Right now, most of my daily reading that isn’t keeping up with the news and the goings on of friends and family involves writing and marketing my writing. I enjoy reading about writing. I don’t so much enjoy reading about marketing but, as an indie author, it’s a necessary evil. Countless books have been written about writing and many of them are truly great. Lots modern indie writers will point first to horror master Stephen King’s On Writing: A Memoir of the Craft as the book that first opened their eyes. I’ve never been a big horror fan but this book on the craft by King is one of my favorites.
Now that I only get to read in bits and snippets, I tend to focus more on blogs. There’s a ton of great blog content out there and plenty of drivel too. Some of the best blogs that are ‘mostly’ about writing that I follow and my most recent favorite writing related posts are:
Terrible Minds by Chuck Wendig (Sci-Fi and Fantasy writer extraordinaire) – Chuck writes a lot of great stuff on his blog. Some of it is about writing, some of it isn’t specifically (but it’s all connected). One of the things I love about receiving posts from ‘Chuck’ is that, often, he’s put a call out there to his readers – many of whom are fellow writers for a piece of flash fiction or a post about something and then he actually publishes what he receives back. Recently, he put out a ‘Five Things I Learned While Writing ______’ challenge. Multiple authors have responded. All have had some very interesting things to say. The most recent ‘Five Things…’ post was Five Things I Learned While Writing Trial of Intentions by Peter Orullian.
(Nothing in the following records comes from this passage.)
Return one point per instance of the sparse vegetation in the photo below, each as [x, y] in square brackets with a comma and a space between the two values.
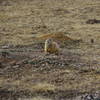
[26, 72]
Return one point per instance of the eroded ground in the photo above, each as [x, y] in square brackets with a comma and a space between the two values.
[27, 72]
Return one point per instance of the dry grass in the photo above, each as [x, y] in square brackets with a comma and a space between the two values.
[32, 21]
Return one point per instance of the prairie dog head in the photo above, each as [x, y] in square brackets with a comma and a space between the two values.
[49, 41]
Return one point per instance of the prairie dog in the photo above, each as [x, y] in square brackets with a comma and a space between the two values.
[51, 47]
Live to Write – Write to Live by a group of nine writers – This group of writers is also known as the New Hampshire Writers Network. They’ve taken the New Hampshire state motto, ‘Live Free or Die’ and given it a writers touch. The number of posts on the site varies from week to week and, certainly, the content does too. There’s always plenty of food for thought. My favorite post this past week was a quick little read by Diane Mackinnon on Writing Realities. She implores us to keep putting ourselves out there.
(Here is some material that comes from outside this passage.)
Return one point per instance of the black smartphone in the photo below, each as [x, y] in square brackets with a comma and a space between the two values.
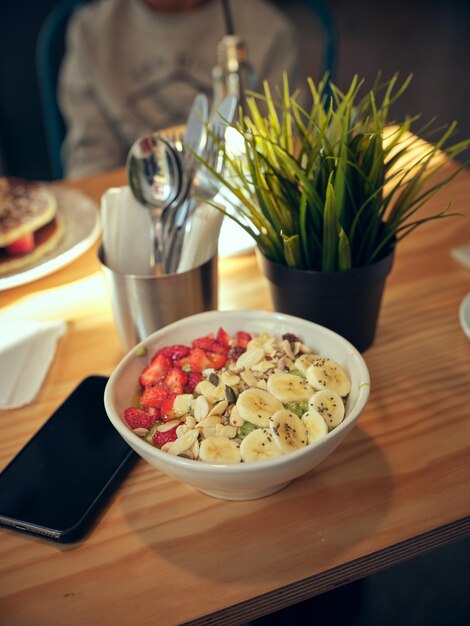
[57, 484]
Dark Urban Fantasy Shifted by Shen Hart – Shen Hart writes fantasy novels and, often, Shen writes about writing. This past week, a post that caught my eye featured a delicious looking chocolate brownie. I’m quite the chocolate lover and I couldn’t help myself but check out the post, Using Goals and Rewards to Help Motivation. I don’t necessarily agree with the whole concept of word count clocks – something addressed in the post – but then, neither did Shen, at first.
Writing Madness by Charlotte Cyprus – Charlotte (aka Bethany) has her first romance book out. She says she’ll continue to write until she can support a whole passel of pugs. I support her in that. I have a pug and love him to death. I’d have several more if my spouse would let me but…I digress. This past week Charlotte/Bethany wrote on The Importance of Plot Bunnies. I agree 100%. I wouldn’t have ever written my 2nd and 3rd books if it hadn’t have been for plot bunnies. Book four, now in progress, is a continuation from book three but, as I wrote in my last post, sometimes characters take you places you hadn’t planned on. That situation, looking back, was definitely plot bunny driven.
Last, but by no means least, is the blog of author of historical and speculative fiction, and author mentor K. M. Weiland, Helping Writers Become Authors. You could spend days on K.M.’s site learning about the craft of writing but, if you do that, you won’t have time to write. I have each new blog post dropped into my email – they appear about every two or three days. I try to just read those and not stray into hours of reading through her stuff when I should be writing! They’re always helpful. If I had to pick a best one of the three last week it would be, Word Count Woe: What Should You Do With Your Very Long Manuscript?. It’s a very real problem for a lot of new (and more established) writers especially in the science fiction and fantasy genres.
Those are my five for the past week. What did you find particularly helpful that I don’t know anything about last week? Please, enlighten us all!